Environment Variables

The MIT client and server can be configured using environment variables:

Client Environment Variables

• SERVER: Server address
• EXPOSE: Service to expose
• TOKEN: Authentication token
• LOG_LEVEL: Log level (debug, info, warn, error)
• LOG_TEXT: Log in text format (true/false)
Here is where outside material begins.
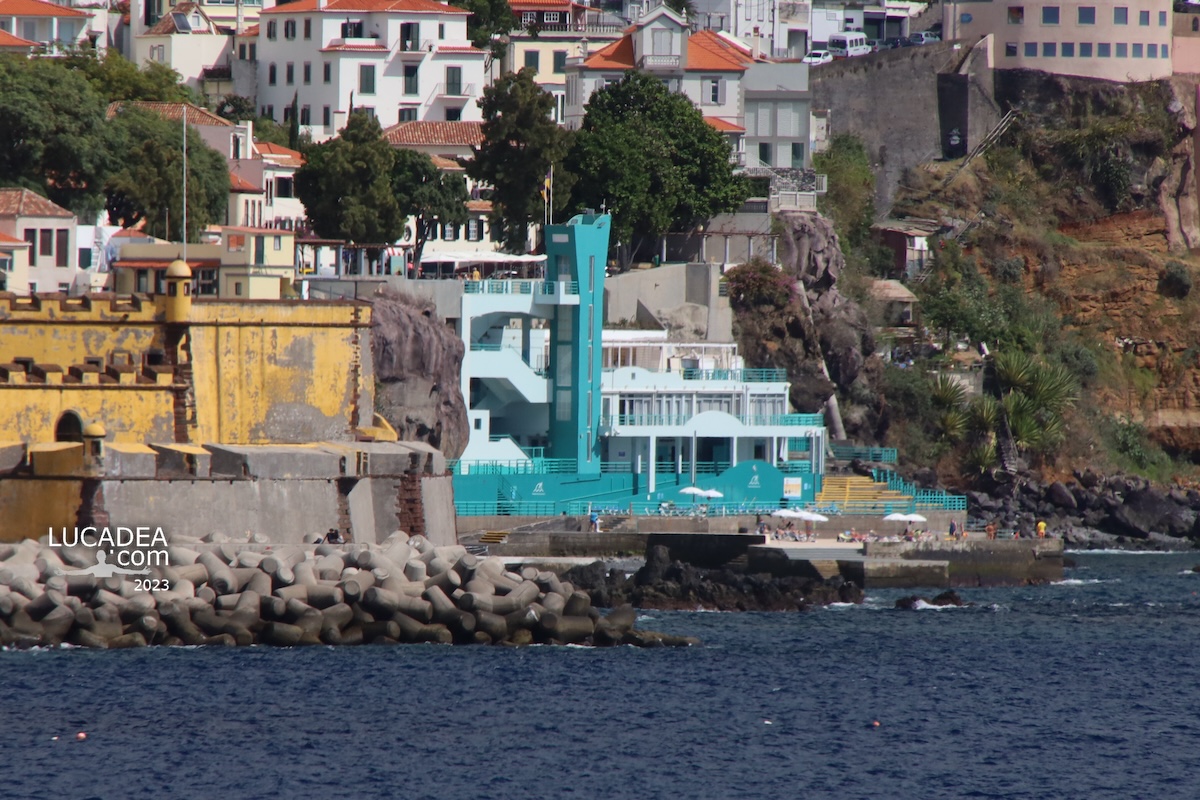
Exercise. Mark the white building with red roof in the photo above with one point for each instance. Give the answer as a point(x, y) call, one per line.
point(49, 25)
point(550, 32)
point(762, 106)
point(401, 60)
Server Environment Variables

• CONFIG: Path to the configuration file
• HTTP_PUBLIC_SCHEMA: Public HTTP schema (http/https)
• HTTP_PUBLIC_DOMAIN: Public domain name
• HTTP_LISTEN: HTTP server listen address
• HTTP_PROXY_PROTO: Enable proxy protocol support (true/false)
• REVERSE_PROXY_LISTEN: Reverse proxy listen address
• REVERSE_PROXY_CERT: Path to TLS certificate
• REVERSE_PROXY_KEY: Path to TLS key
• API_LISTEN: API server listen address
• AUTH_REDIS_ADDR: Redis address for authentication
• AUTH_REDIS_PASSWORD: Redis password
• AUTH_KEY_PREFIX: Redis key prefix
• AUTH_SALT: Salt for token generation
• LOG_LEVEL: Log level
• LOG_TEXT: Log in text format (true/false)

Configuration File

The MIT server uses a YAML configuration file. Here's an example:

http:
  public:
    schema: "https"
    domain: "your-domain.com"
    port: 443
  listen: ":8080"
  proxy_proto: true
reverse_proxy:
  listen: ":8081"
  cert: "/path/to/cert.crt"
  key: "/path/to/key.key"
api:
  listen: ":8082"
auth:
  redis_addr: "redis:6379"
  redis_password: ""
  key_prefix: "MIT::AUTH::"
  salt: "your-random-salt"

---

How It Works

sequenceDiagram
    participant User as Internet User
    participant Server as MIT Server
    participant Client as MIT Client
    participant Service as Local Service

    %% Initial setup
    Client->>Server: Connect with secure token
    Server->>Client: Authenticate and establish connection

    %% Request flow
    User->>Server: HTTP/TCP request to subdomain
    Server->>Server: Identify target client by subdomain/user ID
    Server->>Client: Forward request
    Client->>Service: Forward to local service
    Service->>Client: Response
    Client->>Server: Forward response
    Server->>User: Return response

Loading

1. Client-Server Communication:

   • The client connects to the server using a secure token for authentication.
   • The server listens for incoming requests and forwards them to the appropriate client based on the subdomain or user ID.

2. Reverse Proxy:

   • The server acts as a reverse proxy, routing HTTP and TCP connections to the appropriate client.

3. Authentication:

   • The server uses a token-based authentication mechanism to verify clients.

---

Project Structure

The project is organized into several modules:

cmd

The cmd directory contains the entry points for the client and server applications.

pkg/core

The pkg/core directory contains the core logic for the project, including connection services and token utilities.

pkg/edge

The pkg/edge directory contains the HTTP server implementation that handles incoming HTTP requests.

pkg/repo

The pkg/repo directory contains repositories for managing authentication and connections.

pkg/revclient

The pkg/revclient directory contains the client implementation for connecting to the server.

pkg/revproxy

The pkg/revproxy directory contains the reverse proxy server implementation.